Judging this to be a situation in which “no more satisfactory present from a son to his mother could be taken from Old England,” the account added that “there is a very fine branch of the Church in Los Angeles.” This was due to “the indefatigable labors of this brave, little woman, and to the liberality of Mr. Henry Woollacott, our visitor, who has for years provided a meeting-house without fee or reward, and has always befriended the Elders, though neither he nor his wife make any claim to membership in the Church.” The account concluded that, thanks to “the prayers of a faithful mother,” it could be assumed that Woollacott could be “sure of his reward.” The unnamed writer wished “the pleasant couple a safe journey from this land of clouds and rain to their sunny home in the unmistakable land of fruit and flowers.”
Strangely, in 1901, the Woollacotts were forced, to his chagrin, to publicly announce a separation, though they were sure to insist that there would be no divorce. In addition to alimony and other financial considerations, Mary retained custody of the two surviving minor children, while the eldest son, Albert, stayed with his father and the two opened an investment banking business together.
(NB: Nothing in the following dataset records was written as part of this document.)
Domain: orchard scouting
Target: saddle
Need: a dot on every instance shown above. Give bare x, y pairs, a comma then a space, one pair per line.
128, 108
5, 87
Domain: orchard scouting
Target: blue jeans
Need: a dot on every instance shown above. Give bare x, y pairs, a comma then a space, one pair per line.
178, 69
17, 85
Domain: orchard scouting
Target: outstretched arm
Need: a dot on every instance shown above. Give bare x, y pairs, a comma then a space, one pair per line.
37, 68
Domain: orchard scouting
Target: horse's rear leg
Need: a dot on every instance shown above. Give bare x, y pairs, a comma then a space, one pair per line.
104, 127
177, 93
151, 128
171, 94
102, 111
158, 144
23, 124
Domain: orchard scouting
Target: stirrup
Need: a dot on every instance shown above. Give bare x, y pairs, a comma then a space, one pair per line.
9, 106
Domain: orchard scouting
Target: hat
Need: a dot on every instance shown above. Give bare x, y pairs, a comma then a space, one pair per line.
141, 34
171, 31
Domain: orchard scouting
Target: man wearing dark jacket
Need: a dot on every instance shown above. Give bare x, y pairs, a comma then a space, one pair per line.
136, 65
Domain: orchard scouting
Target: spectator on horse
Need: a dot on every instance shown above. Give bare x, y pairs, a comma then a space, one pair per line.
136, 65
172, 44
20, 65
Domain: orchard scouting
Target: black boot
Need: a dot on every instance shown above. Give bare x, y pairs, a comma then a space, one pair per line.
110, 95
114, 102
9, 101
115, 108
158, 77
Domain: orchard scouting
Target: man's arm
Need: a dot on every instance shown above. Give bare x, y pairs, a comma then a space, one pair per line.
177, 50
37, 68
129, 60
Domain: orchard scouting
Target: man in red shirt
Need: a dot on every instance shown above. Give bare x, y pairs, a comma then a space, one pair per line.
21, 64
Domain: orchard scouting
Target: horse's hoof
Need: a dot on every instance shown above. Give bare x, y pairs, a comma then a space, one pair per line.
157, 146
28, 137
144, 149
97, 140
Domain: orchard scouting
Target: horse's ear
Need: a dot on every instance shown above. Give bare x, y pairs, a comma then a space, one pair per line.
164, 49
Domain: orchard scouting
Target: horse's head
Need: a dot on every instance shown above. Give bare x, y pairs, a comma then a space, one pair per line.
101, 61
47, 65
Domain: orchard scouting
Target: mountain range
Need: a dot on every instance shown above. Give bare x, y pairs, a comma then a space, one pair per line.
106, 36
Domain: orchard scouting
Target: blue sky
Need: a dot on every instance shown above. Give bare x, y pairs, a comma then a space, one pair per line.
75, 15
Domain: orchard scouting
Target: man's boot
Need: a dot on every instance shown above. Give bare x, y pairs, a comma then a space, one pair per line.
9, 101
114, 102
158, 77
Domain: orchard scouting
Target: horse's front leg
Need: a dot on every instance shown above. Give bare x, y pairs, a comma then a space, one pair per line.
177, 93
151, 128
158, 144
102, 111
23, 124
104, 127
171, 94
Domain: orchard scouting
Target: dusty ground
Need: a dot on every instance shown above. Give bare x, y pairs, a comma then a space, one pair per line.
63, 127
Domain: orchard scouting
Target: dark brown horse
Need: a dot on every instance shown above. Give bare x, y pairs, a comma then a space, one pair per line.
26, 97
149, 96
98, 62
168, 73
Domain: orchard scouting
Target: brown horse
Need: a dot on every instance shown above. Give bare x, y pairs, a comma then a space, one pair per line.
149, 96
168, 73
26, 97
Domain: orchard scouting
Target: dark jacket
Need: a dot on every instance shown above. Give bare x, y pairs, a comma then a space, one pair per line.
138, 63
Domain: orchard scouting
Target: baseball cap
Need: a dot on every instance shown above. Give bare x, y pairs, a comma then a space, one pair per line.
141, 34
When the 1910 federal census, however, was conducted, the couple were enumerated in the same household, showing a reconciliation.
Woollacott’s success in his wine and liquor dealing house was carried on in other business enterprises, including the aforementioned State Loan and Trust Bank, which he co-founded in 1889 and of which he was a long-term president of what was rebranded as the State Bank and Trust Company. He was also a director of the Title Guarantee and Trust Company, vice-president of his longtime friend Elias J. “Lucky” Baldwin’s Santa Anita racetrack, and was involved in mining and other companies.
From the early 1880s onward, moreover, he proved to be a shrewd and far-sighted real estate investor, acquiring property through downtown and south Los Angeles, as well as in Boyle Heights, Santa Monica and other regional locations. An early newspaper reference noted his acquisition of a number of properties through tax sales, which can be a remarkably inexpensive way to add to a portfolio. His Woollacott Block, where the warehouse and wine cellars were located and where the early LDS meeting house was situated is no longer extant, but a three-story business building on Main between 5th and 6th still stands and is now the Leonide Hotel. He also built a structure that housed the People’s (later, the Gaiety) Theatre, though this was razed long ago.
A resident of houses at Spring and 6th streets (a handsome Queen Anne), then at Hope and 10th, as the business sections of Los Angeles rapidly expanded, Woollacott’s last dwelling, a substantial Craftsman-style structure built in 1905 on Alvarado Street between 11th and 12th streets south of Westlake (MacArthur) Park is still with us and is now occupied by the Los Angeles Community Legal Center, which works with immigrant populations in that area.
Woollacott died in November 1910, a few months after his mother’s passing, and was widely noted as one of the largest taxpayers in the Angel City due to his business and real estate holdings. His wine and liquor business closed in 1906 as he and his son devoted more time to their enterprise and the Lagomarsino Company took over operations. He left an estate of about a half million dollars, close to three-quarters of it in real estate holdings, to his wife and three children. Woollacott’s role in the wine industry was an important one for about a quarter-century and this pamphlet is an excellent artifact tied to his business.